With regard to safety, almost all patients on the sugemalimab arm experienced at least 1 treatment-related AE (TRAE; 99.4%; n = 318) versus 98.7% (n = 157) of those on the chemotherapy/placebo arm. Moreover, 61.9% (n = 198) of those on the investigational arm experienced an AE that was grade 3 in severity or higher versus 61.6% (n = 98) of those on the control arm. Moreover, 18.1% (n = 58) versus 2.5% (n = 4) of patients who received the sugemalimab regimen versus chemotherapy/placebo, respectively, experienced TEAEs of special interest; 3.4% (n = 11) versus 0% were grade 3 or greater in severity. Eighteen patients on the investigational arm experienced a treatment-emergent toxicity that resulted in death versus 9 patients on the control arm. Additionally, 10.3% (n = 33) of patients who received sugemalimab/chemotherapy versus 7.5% (n = 12) of those given chemotherapy/placebo experienced TEAEs that ultimately resulted in treatment discontinuation.

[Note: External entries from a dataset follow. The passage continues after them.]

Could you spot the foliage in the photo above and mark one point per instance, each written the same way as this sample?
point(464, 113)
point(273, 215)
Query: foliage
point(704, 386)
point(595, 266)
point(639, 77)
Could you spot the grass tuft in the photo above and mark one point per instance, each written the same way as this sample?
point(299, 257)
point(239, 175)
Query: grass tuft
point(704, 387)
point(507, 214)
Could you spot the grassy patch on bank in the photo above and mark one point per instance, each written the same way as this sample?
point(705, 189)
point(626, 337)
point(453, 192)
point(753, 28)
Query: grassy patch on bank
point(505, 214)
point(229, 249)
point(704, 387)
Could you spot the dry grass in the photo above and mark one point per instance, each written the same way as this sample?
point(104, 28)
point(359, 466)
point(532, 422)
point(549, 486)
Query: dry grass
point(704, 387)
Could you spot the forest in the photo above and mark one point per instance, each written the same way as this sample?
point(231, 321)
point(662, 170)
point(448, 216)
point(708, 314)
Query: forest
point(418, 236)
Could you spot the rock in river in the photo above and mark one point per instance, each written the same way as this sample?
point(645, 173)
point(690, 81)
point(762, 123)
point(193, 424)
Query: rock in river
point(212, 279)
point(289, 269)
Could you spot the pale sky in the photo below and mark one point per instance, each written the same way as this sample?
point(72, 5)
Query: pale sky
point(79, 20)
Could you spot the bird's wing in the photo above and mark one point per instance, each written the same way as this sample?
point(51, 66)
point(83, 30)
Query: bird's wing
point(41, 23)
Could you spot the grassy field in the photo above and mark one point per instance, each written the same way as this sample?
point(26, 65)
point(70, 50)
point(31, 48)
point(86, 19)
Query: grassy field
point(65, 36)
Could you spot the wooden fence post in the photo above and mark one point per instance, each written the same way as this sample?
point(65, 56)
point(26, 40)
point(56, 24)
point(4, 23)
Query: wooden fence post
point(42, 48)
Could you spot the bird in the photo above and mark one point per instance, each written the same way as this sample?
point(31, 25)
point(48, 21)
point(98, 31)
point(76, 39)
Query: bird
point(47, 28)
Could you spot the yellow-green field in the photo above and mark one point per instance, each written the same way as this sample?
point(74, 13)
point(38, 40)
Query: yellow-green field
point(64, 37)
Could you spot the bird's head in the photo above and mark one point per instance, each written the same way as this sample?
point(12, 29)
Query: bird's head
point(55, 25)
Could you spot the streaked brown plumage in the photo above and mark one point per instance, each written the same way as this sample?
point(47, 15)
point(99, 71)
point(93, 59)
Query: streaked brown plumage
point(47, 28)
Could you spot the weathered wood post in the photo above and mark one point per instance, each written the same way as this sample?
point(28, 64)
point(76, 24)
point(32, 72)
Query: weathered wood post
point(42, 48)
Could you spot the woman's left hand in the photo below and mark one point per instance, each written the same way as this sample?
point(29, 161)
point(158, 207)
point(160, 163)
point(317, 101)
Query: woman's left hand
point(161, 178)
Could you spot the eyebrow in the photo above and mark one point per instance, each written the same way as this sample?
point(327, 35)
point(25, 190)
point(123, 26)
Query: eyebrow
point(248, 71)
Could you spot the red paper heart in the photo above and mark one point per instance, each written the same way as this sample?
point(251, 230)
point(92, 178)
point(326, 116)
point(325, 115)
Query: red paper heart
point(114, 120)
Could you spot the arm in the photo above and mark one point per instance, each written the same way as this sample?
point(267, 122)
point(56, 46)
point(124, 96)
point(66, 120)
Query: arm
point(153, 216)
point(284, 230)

The most common all-cause AEs reported in the sugemalimab arm included anemia, neutropenia, and leukopenia. Low-grade AEs of special interest included hypothyroidism, hyperthyroidism, and non-severe skin reaction, with high grade AEs of special interest including hepatitis, pneumonitis, and severe skin reactions.
Zhou C, Wang Z, Sun Y, et al. GEMSTONE-302: randomized double-blind, phase 3 study of sugemalimab or placebo plus platinum-based chemotherapy as first-line treatment for metastatic NSCLC. Presented at: ESMO Asia Virtual Congress 2020; November 20-22, 2020; Virtual. Presentation ID 415 – FPN LBA4.